Primavera: alla scoperta di Matteo Colombo
Il centrocampista classe 2004 ha cominciato la sua nona stagione in nerazzurro
Di strada ne ha fatta, Matteo Colombo, il motorino del centrocampo della Primavera nerazzurra. E di chilometri, nella sua vita, ne ha già percorsi tanti. In tutti i sensi, in campo e fuori. Centosessanta chilometri al giorno, un'ottantina ad andare e altrettanti a tornare, quanti ce ne vogliono per percorrere il tratto da Venegono Inferiore, in provincia di Varese, al Centro Bortolotti. "Ho fatto tanti chilometri, è vero, ma la voglia è rimasta sempre la stessa. Non dimentico però i tanti sacrifici fatti dalla mia famiglia per seguirmi in tutti questi anni, penso ai miei genitori e a mio nonno Giuseppe. Anche lui giocava ma ha dovuto smettere presto per lavorare e aiutare la sua famiglia. Mi ha trasmesso la passione per il calcio fin da bambino, ha sempre seguito tutte le mie partite e quando magari non c'era il pulmino, mi portava lui al campo. Loro mi hanno sempre sostenuto, sono la mia forza".

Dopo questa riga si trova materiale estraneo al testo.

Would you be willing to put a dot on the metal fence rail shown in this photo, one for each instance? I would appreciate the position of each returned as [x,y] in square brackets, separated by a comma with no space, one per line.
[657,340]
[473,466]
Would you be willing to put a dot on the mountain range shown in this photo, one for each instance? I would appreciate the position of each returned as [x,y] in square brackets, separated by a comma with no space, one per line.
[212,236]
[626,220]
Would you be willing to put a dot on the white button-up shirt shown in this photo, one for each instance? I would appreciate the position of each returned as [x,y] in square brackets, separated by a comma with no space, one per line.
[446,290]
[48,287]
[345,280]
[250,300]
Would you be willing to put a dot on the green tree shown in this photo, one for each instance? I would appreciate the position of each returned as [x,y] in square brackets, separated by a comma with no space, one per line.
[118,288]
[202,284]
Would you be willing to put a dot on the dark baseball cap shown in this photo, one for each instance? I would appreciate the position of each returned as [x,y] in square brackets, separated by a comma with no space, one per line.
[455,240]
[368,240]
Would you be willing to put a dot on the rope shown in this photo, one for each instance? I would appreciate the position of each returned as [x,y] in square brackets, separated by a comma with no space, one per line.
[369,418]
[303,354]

Una vita da mediano, quella di Matteo, classe 2004, alla sua nona stagione in nerazzurro. "Ho sempre fatto la mezzala o il mediano, anche se all'inizio mi impiegavano spesso anche come terzino destro visto che sapevo crossare bene. La corsa e il fiato poi non sono mai mancati. Di gol, invece, non ne ho mai segnati tanti. Ma l'anno scorso sono contento di averli fatti in un momento importante della stagione e che sono serviti a ottenere due vittorie pesanti sui campi di Fiorentina, con un bellissimo gol di sinistro da fuori area, e Frosinone, riscattando subito un autogol. È stata una stagione che ci ha comunque fatto crescere a livello mentale: ci ha insegnato che bisogna anche saper soffrire nei momenti di difficoltà e che non bisogna mai arrendersi".
"Ho cominciato a giocare nell'oratorio del mio paese - racconta - poi dopo quattro anni alla Varesina, ai tempi società affiliata all'Atalanta, nel 2015 sono arrivato in nerazzurro. Mi ricordo bene: prima un'amichevole, poi un provino che andò bene. Quando mi dissero che mi avevano preso, fu una grandissima emozione. Sapevo che era un'occasione unica e di arrivare in una delle società migliori d'Italia. Per questo ero felicissimo".
Emozioni che poi si sono ripetute nel corso degli anni, con l'apice raggiunto la scorsa primavera. "Ripenso alla panchina a San Siro contro l'Inter, con settantamila spettatori e tutta la mia famiglia a vedermi. Era la mia terza convocazione, la prima invece contro l'Empoli. Dopo la rifinitura stavo tornando nello spogliatoio della Primavera quando Giancarlo Finardi mi ha detto che ero stato convocato da mister Gasperini. Il cuore ha cominciato a battere a mille, ho subito avvisato tutti a casa. La prima convocazione in prima squadra e quasi non ci credevo: era il sogno che avevo da bambino, un giorno spero di realizzarne anche uno più grande e fare l'esordio".
Ogni volta che Matteo viene chiamato ad allenarsi coi più grandi, è un'occasione per crescere e imparare. "Anche per questioni di ruolo e per le loro caratteristiche tecniche, i miei giocatori preferiti sono sempre stati de Roon e Koopmeiners. In particolare di de Roon ammiro la grande intelligenza tattica, come sa sempre aiutare la squadra".
Il finale della scorsa stagione è stato particolarmente intenso per Matteo, diviso tra Primavera e prima squadra e con gli esami di maturità all'orizzonte. "È stata tosta, ma ce l'ho fatta. Per recuperare ascoltavo gli audio delle lezioni dei professori in viaggio mentre tornavo da Zingonia. Alla fine sono riuscito a prendere il diploma: amministrazione finanza e marketing. Adesso ho intenzione di fare dei corsi di lingue e in futuro di iscrivermi anche all'università, magari scienze motorie, comunque sempre un indirizzo inerente al mondo dello sport".